Thanks, Clive for your response.
The backtesting I mentioned was not sophisticated in any way. I had just subscribed to TC-2000 (Worden Bros) software and looked at long-term charts to find stocks that had a price history of many ups and downs. I then went to the first day of data available on TC-2000 and "bought" $10,000 of stock for Buy&Hold and $5,000 of stock for AIM. I then kept track of it on a 13 column pad, checked the AIM function at every day's price, and performed the action requested by AIM.

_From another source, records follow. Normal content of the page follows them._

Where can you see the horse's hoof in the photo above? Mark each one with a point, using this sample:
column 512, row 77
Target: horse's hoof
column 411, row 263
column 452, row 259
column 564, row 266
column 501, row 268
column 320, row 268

I don't recall for certain, but believe the data went back to 1992. I followed each step through to the "current" data for each of about 15 stocks. This was very labor intensive. Then I simply compared what B&H and AIM were worth on that last day for each of the stocks. The conclusion was that B&H outperformed AIM because the total value was higher at the end. No IRR, no ROCAR, no consideration of how much of my Portfolio was at risk at any particular time, just higher total value at the end of the test. I did this during the span of Aug-Oct, 2000. Six months earlier or six months later may have led to a different conclusion.
As I stated, I was a beginning investor (naive). Didn't even know the 90's had been an extended Bull Market (ergo: my comment that years later Tom's Vealie and I-Wave made me reconsider AIM). It told me that my backtesting didn't take the "Bull" Market into account. I believe that Mr. Lichello concluded something similar with AIM-HI.